Diamonds are important materials in quantum computing, the evolving technology that amplifies computing power and speed by orders of magnitude, which we have highlighted previously in “Computer Completes Billion-Year Task in Three Minutes” (15 Dec 2020) and “Quantum Computing Comes to the Desktop” (19 Oct 2021), among other articles.
Diamonds are useful as storage media because they have something called nitrogen-vacancy centers, spots where data can be held in the form of quantum bits (qubits), which are charged atomic particles.
However, diamonds often have too much nitrogen in their make-up to store a lot of data in a small space. Engineers have to synthesize and purify big diamonds—costly in money and in physical space—to store data, or make smaller diamonds able to store only relatively small amounts of data compared to the amount a quantum computer can handle.
Saga’s researchers found a way to synthesize diamonds that purifies them and combines the best of both: small size and massive storage capacity.
It was a relatively simple change.
Normally, diamonds for quantum computing are grown on a flat surface, which can cause the crystals to crack, creating impurities.
To make their diamonds, the Saga team created a stairstep-like substrate that spread any strain horizontally and vertically, which halts the cracking.

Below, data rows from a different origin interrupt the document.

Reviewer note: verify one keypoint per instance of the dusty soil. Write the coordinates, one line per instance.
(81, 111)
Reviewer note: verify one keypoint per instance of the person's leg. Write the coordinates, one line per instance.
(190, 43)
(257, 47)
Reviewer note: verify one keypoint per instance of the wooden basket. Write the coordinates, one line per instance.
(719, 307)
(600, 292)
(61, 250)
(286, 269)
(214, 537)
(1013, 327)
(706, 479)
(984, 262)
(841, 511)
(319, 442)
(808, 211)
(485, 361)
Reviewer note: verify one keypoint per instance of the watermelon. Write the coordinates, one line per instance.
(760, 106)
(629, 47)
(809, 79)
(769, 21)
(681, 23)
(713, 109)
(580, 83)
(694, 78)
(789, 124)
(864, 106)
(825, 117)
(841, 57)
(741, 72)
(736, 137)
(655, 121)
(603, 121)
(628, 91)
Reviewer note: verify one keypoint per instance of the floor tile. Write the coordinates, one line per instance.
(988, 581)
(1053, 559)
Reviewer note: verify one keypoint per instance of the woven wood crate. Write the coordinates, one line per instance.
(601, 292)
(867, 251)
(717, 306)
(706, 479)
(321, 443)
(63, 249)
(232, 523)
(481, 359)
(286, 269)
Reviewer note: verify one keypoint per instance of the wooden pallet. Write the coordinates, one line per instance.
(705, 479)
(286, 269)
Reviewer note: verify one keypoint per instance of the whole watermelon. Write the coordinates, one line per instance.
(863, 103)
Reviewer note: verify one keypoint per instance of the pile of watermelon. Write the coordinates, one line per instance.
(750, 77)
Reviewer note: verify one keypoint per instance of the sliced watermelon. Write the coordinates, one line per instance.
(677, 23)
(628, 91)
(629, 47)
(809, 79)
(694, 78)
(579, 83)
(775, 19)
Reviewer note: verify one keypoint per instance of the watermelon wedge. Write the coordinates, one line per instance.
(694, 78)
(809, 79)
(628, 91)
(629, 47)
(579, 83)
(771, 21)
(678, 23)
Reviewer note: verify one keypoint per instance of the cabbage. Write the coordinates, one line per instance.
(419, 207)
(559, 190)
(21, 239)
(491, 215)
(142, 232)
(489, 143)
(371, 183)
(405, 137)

The result: bigger diamonds that the developers claim to be the purest diamonds ever manufactured.
By reducing the strain and preventing cracking, the group also could make the diamond wafers as large as about two inches across.
The size and purity enables the new disk to store 25 exabytes of data, which is equivalent to the amount of data that could be stored on a billion single-layer Blu-Ray discs, the engineers have calculated.
The new diamond wafers will be marketed next year, the developers say.
Meanwhile, they’re working to double their disks’ diameter to four inches.
TRENDPOST: Although one or two companies are offering commercial quantum computers, it will be years, and perhaps decades, before the technology is widespread.
Eventually, however, quantum computing will allow each of us to have the equivalent of today’s best supercomputer on our desktops. Now, thanks to Saga’s breakthrough, our personal quantum computes will be able to store universes of data in a memory bank the size and shape of a pocket watch.
Saga University’s new diamond data storage disk, compared to a current diamond storage wafer (left).